À la surprise de Royce, Neave se jeta tête la première, le saisissant et le tirant près du radeau. Il vit Mark se précipiter également, et ils arrivèrent juste à temps, remontant le chevalier qui saignait avant que de grandes mâchoires ne surgissent à l’endroit où il avait été une seconde auparavant. Royce sauta sur l’occasion, frappant à nouveau avec l’épée de cristal, et le sang coula à nouveau.

Ce n’était pas suffisant ; le Wyrm des mers était tout simplement trop gros pour être tué avec les armes dont ils disposaient. Il plongea sous les vagues, et Royce put le voir s’éloigner grâce à Ember, ses anneaux glissant d’une vague à l’autre.

— Il s’en va, dit Bolis, pressant la blessure sur sa poitrine.

Royce secoua la tête.

— Il n’abandonnera pas si facilement.

— Mais il recule, insista le chevalier. Nous l’avons combattu, blessé, et maintenant il s’en va à la recherche de proies plus faciles.

Royce secoua la tête.

— Il n’y a pas d’autre proie dans les parages, et nous ne lui avons pas fait tant de mal que cela. Il ne fuit pas, il reprend des forces.

Comme pour confirmer ses dire, l’énorme serpent fit demi-tour, nageant à nouveau dans leur direction.

— Ramez ! s’exclama Royce. Notre seule chance est de ramer !

Rengainant l’épée de cristal, il prit une rame et commença à pagayer vers le rivage de la première île, ne se souciant plus pour le moment de savoir s’ils finiraient écrasés contre les récifs ou entrainés vers le fond par les courants. Autour de lui, les autres semblaient avoir compris la situation et ramèrent de plus belle, peu importe à quel point ils étaient blessés.

Royce sentit le moment où le courant attrapa leur radeau et l’entraînait vers le rivage. Derrière eux, la tête du Wyrm des mers dépassa la surface et la gueule du monstre s’ouvrit, prête à les avaler.

Il regarda à travers les yeux d’Ember, apercevant un affleurement de rochers devant lui, visible d’en haut mais caché par les vagues. Royce pointa vers sa direction.

— À droite !

Chacun enfonça sa rame avec l’énergie du désespoir, menant le radeau vers la droite alors que le courant continuait à le propulser vers l’avant. Ils contournèrent les rochers, les évitant de justesse, et Royce jeta un coup d’œil en arrière pour voir le serpent de mer s’empêtrer entre eux, se tortillant pour se libérer avant de tourner et de replonger dans les profondeurs.

À ce moment-là, Royce cherchait déjà d’autres récifs.
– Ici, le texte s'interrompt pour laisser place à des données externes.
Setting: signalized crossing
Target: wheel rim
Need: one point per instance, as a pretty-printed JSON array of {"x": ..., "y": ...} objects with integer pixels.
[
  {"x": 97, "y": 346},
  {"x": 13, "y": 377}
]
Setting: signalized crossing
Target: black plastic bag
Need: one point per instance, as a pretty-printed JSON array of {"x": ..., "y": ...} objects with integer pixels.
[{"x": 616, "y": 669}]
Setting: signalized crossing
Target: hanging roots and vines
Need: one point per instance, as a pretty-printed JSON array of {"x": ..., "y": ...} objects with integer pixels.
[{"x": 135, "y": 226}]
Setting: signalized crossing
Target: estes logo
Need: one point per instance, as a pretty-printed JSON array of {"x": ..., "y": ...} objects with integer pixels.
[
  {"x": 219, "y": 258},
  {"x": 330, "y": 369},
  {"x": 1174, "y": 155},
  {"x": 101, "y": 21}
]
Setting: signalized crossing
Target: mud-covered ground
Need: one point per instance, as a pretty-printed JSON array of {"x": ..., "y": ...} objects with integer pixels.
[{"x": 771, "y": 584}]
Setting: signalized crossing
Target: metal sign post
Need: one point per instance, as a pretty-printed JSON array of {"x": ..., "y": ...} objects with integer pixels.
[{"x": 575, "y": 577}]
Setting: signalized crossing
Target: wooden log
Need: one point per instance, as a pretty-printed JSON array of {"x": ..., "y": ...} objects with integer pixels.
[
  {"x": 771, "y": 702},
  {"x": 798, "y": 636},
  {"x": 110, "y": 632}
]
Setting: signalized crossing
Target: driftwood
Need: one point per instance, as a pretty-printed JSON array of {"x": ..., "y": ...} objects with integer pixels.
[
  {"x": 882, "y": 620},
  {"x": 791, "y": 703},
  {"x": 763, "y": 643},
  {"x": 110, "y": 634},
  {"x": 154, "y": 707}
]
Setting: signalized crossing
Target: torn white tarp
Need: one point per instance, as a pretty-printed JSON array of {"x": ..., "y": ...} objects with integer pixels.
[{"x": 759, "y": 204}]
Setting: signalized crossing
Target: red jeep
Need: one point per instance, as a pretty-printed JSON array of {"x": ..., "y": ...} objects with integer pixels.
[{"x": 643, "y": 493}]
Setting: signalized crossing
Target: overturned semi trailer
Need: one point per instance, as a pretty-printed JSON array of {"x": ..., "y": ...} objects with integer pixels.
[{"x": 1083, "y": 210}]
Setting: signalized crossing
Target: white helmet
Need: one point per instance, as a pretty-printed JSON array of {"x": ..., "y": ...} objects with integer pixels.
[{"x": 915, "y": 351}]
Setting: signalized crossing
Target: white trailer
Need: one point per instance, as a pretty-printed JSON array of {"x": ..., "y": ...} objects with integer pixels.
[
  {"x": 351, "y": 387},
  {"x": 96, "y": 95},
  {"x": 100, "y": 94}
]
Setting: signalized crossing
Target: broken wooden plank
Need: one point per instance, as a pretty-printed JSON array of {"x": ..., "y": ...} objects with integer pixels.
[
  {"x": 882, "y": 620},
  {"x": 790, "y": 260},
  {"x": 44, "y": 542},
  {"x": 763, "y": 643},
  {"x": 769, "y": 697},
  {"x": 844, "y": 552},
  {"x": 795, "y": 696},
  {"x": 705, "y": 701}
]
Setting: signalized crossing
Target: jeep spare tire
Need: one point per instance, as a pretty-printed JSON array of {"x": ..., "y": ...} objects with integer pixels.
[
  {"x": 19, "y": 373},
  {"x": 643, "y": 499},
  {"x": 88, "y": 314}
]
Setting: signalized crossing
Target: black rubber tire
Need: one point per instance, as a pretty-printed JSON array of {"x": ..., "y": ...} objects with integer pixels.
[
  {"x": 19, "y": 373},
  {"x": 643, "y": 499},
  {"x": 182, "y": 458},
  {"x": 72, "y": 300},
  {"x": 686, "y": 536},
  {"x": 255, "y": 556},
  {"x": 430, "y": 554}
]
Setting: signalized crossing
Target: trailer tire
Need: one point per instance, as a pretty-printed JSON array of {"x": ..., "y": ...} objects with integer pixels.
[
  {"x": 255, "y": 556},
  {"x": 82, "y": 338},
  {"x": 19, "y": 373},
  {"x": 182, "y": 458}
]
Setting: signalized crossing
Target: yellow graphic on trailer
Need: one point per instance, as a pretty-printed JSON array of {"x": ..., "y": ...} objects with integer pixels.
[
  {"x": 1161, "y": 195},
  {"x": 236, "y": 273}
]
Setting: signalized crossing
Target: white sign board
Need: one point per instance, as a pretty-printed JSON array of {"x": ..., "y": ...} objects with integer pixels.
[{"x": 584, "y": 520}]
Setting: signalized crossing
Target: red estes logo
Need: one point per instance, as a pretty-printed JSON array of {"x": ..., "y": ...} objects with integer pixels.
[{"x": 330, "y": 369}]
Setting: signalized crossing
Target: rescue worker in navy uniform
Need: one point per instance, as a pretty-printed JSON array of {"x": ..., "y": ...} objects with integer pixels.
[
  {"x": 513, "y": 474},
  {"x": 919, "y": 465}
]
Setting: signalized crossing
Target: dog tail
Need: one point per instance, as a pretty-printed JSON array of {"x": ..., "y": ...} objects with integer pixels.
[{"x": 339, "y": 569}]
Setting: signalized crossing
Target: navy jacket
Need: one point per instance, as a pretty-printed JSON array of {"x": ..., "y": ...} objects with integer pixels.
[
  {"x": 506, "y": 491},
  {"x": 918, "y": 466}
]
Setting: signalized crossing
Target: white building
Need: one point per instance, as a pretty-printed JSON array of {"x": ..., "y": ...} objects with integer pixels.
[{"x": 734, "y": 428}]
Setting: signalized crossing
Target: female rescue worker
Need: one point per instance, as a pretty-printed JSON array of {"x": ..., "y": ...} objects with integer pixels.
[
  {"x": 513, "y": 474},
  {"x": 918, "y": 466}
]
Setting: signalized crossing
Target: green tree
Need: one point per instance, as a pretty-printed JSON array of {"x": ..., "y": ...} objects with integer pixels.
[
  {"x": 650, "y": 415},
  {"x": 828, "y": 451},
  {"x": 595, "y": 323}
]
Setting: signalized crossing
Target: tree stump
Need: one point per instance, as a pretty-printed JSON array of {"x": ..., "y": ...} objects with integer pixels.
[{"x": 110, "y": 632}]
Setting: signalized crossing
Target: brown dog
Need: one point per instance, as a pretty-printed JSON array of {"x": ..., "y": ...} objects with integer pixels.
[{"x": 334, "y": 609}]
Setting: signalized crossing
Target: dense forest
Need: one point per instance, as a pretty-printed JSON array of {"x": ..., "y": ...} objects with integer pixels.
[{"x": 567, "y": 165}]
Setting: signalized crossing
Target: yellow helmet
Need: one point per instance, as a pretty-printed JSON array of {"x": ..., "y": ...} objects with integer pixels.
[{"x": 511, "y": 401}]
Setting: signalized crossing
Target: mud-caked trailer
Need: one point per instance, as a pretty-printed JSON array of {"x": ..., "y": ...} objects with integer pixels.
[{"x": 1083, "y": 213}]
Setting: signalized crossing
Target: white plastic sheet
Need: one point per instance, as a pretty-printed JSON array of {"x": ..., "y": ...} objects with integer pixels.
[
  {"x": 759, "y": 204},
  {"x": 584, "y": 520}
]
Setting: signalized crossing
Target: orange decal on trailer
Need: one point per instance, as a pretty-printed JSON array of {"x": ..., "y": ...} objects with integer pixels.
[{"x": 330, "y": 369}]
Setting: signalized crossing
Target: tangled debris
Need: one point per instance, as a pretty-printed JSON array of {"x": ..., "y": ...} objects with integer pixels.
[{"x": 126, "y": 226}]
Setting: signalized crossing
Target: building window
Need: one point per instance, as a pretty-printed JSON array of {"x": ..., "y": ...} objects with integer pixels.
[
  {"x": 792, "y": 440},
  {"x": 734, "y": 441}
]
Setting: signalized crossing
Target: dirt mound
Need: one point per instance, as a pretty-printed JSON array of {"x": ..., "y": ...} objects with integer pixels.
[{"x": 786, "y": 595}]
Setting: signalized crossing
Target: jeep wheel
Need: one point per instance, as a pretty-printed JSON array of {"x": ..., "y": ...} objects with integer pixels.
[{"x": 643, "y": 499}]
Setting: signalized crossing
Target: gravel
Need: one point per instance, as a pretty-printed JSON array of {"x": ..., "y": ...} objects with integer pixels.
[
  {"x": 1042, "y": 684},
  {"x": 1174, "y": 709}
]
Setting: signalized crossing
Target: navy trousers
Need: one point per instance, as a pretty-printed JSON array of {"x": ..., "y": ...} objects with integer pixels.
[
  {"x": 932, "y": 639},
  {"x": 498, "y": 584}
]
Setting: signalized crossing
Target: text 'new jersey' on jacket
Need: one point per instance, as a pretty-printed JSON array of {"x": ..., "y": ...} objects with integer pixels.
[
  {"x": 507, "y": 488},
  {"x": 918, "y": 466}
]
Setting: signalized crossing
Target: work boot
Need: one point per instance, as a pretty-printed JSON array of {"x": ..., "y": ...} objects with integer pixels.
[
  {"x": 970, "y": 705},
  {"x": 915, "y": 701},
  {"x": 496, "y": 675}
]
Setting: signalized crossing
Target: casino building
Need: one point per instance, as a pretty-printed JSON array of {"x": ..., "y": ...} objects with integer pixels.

Ils étaient trop près de l’île maintenant pour espérer changer d’avis, et le courant les entraînait inexorablement vers la côte. La seule chance était d’esquiver les rochers du mieux qu’ils pouvaient.

— À gauche ! ordonna Royce.

Ils firent à nouveau usage de leurs rames et réussirent à éviter une autre série de rochers, mais il y avait maintenant un récif devant eux, et Royce ne voyait plus aucun moyen de le contourner.

— Préparez-vous ! cria-t-il aux autres et il les vit saisir le radeau juste au moment où il heurtait les rochers sous la surface. Royce se retrouva projeté en avant, et pour la deuxième fois ce jour-là, il fut dans l’eau, luttant pour retrouver la surface.

Mark avait eu raison au sujet de l’armure ; il était impossible que quelqu’un puisse nager avec, et pourtant ce n’était pas pire que de nager dans des vêtements ordinaires. Il s’élança vers la surface et s’échappa tandis que le courant continuait à le pousser.

La mer les recracha sur la terre ferme avec une force meurtrière, Royce rencontra enfin le sable derrière les rochers quand une vague plus puissante que les autres le déposa sur une des plages de l’île. Il se retrouva étendu, gémissant de douleur, et autour de lui, il pouvait voir les autres couchés sur le sable, Bolis et Matilde saignaient, Neave et Mark avait l’air meurtri, et même Gwylim semblait abattu par l’expérience, malgré la rapidité avec laquelle Royce l’avait déjà vu guérir.